I should be used to it by now. Leaping from one side of the world to the other, floating through that immense and timeless zone of air travel, falling through a wormhole and parachuting into the land from whence I came – with all it entails. But the longer I’m away, the more I’m inclined to notice the gaping differences between cultures and lifestyles; and the more days it takes to re-adjust.
Instead of awaking to the ruckus of trumpeting roosters, dogs on the prowl and motorbikes revving on the roads below, a solitary sound greets me in the mornings: the muted whirring emitted from the heating duct. I open the curtains, but not a single palm or banana tree is in sight, not a solitary farmer returning from the fields with a bushel of freshly cut grass for his cow – nor any cecaks (geckos) or aloo (large lizards). I don’t hear the whooshing sounds from a stream below or gurgling from a pool nearby.
Nobody is off to the morning market for bubur bungkus (take-away rice porridge) or to pick up this day’s freshly picked produce. Nobody on the street wishes me “selamat pagi” – or the abbreviated version, “..pagi.” When on this side of the world, you won’t find me asking about an upcoming cremation because.. well, who does that? But in Ubud, cremations – communal or royal, are events I eagerly attend, for all the pomp, color, circumstance – and spiritual significance. And, because in Bali, death – together with its last rites and rituals – is simply one link in the continuous chain of life.
Conversations are decidedly different as well, lacking the expat lingo so common among Ubudians of various stripes; nobody here talks about immigration, visas that need to be renewed, which destination to pick for one’s upcoming visa run – Singapore? Bangkok? Maybe Australia or Japan? Phrases that so commonly punctuate discussions in Ubud – detox, digital nomad, Ayurvedic treatment, location-independent freelancer, yogini, entrepreneur, raw food – are still a rarity here.
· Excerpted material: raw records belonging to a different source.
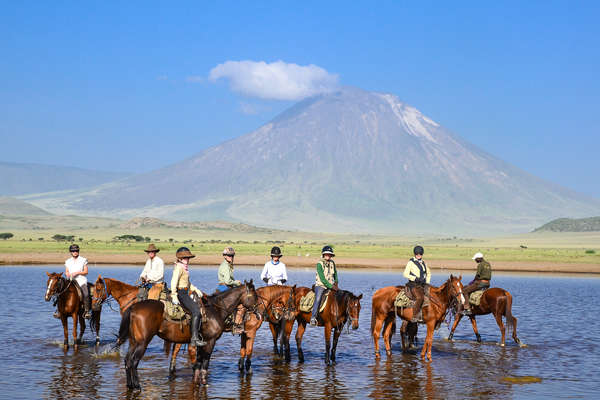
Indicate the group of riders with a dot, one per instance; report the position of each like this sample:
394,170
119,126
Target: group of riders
273,273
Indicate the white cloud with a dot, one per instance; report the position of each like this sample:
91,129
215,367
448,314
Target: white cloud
277,80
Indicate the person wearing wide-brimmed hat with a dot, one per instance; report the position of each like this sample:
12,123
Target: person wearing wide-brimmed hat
153,272
481,281
76,269
274,272
182,287
326,278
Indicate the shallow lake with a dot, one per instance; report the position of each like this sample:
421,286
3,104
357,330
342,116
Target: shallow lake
558,319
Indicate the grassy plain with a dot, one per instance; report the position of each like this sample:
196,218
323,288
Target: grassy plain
95,235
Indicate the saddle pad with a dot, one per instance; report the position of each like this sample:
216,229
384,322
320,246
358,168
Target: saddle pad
308,300
174,311
475,297
402,300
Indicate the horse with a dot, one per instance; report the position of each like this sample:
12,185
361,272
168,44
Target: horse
342,306
126,295
143,320
495,301
69,305
433,314
274,303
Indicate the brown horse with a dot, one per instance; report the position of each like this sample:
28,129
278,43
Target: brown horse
274,303
495,301
433,314
142,321
69,305
342,306
126,295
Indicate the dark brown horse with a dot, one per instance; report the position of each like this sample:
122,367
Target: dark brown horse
126,295
433,314
342,306
274,304
495,301
70,305
142,321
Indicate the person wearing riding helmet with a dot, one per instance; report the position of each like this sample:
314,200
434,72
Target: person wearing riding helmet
181,285
418,276
481,281
76,268
274,272
225,273
326,278
153,272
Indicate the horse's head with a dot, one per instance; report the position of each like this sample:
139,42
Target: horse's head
353,309
456,289
53,284
250,298
100,293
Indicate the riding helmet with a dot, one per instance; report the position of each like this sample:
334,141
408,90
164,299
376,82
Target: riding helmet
228,251
184,252
328,250
275,252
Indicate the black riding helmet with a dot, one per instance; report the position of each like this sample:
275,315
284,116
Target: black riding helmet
328,250
275,252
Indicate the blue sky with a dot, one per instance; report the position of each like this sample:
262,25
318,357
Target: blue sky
126,87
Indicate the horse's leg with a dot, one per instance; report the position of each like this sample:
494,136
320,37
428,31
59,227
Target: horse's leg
498,317
63,319
336,336
376,330
474,324
387,332
327,330
285,335
454,325
275,334
428,340
299,333
173,362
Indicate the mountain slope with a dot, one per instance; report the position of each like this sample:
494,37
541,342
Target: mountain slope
19,179
347,161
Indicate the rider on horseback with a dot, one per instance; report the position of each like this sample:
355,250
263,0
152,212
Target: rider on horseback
180,284
481,281
274,272
418,276
326,279
153,272
76,267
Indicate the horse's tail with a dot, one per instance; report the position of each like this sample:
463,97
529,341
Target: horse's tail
124,327
510,320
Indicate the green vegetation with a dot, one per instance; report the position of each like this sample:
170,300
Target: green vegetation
572,225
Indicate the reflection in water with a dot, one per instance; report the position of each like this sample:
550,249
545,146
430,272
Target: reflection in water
564,359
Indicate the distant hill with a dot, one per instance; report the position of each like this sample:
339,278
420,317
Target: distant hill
571,225
10,206
347,161
19,179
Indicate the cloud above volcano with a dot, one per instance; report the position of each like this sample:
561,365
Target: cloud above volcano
275,81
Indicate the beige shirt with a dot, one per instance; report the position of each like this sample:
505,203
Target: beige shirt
181,280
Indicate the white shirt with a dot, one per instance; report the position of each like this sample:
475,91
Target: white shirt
154,270
77,265
275,273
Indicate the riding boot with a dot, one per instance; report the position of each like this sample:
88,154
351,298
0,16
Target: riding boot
195,326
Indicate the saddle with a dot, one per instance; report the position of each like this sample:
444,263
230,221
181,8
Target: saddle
308,300
475,297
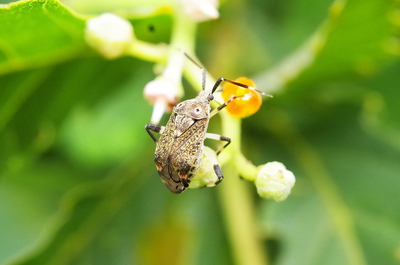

In Ubud, it’s not at all unusual for someone to excuse themselves from lunch because of a massage or appointment with a healer. Dressing in traditional garb to go to temple with the Balinese; being invited to a tooth-filing ceremony, making plans to travel to another village to attend a festival or just visit a site that I’ve not yet had a chance to visit (or that I’ve studiously avoided.. in order to avoid the masses of tourists!) – these all comprise part of daily life. Going out to early dinner or yoga class at dusk? Asking around for mosquito repellent is completely acceptable – then, please pass it around.
Whereas dialogue with friends in Ubud includes references to fermentation, colonic cleansing, liver flush and fasting, it feels strange to broach these issues here. And although nearly everyone in Bali knows someone who has recently been affected by a motorbike accident or, more recently, dengue fever – fortunately cured by rest or papaya juice – they’re just not topics of conversation in these parts.
You do not see caged chickens on the back of pickup trucks, nor will you see overfed pigs, a refrigerator or costumed dancers perched on the back of a motorbike. You won’t see a group of locals sitting on the side of a road, rice grains on their foreheads, a tablecloth laid out in front of them piled high with offerings, and a priest facing them, chanting mantras while flicking holy water into the air. You certainly will not see a man leaving his house with a rooster tucked under his arm, petting it as if it were his child. Nor will you see me cross the road to the other side just to avoid running into a pack of monkeys eager to divest me of my camera and water bottle.
Here, the weather is different, the clothes are of a tighter knit, the skin is paler and the foods less spicy. My feet, so happy and accustomed to open-toed sandals and flip-flops, are still battling the need for socks and closed shoes. In a short time, I will shift back (albeit temporarily) to the habitual ways of my alternate life in the northern hemisphere. For awhile I will become the chameleon-like figure that sheds its tropical ways, dresses in layers, parks its bahasa and eats more soup.
It’s a subtle transformation, one that only I – as opposed to those around me now – can truly sense and witness (from my unique perspective). But make no mistake about it; I feel it deeply and on many layers – in my bones, my skin and tastebuds.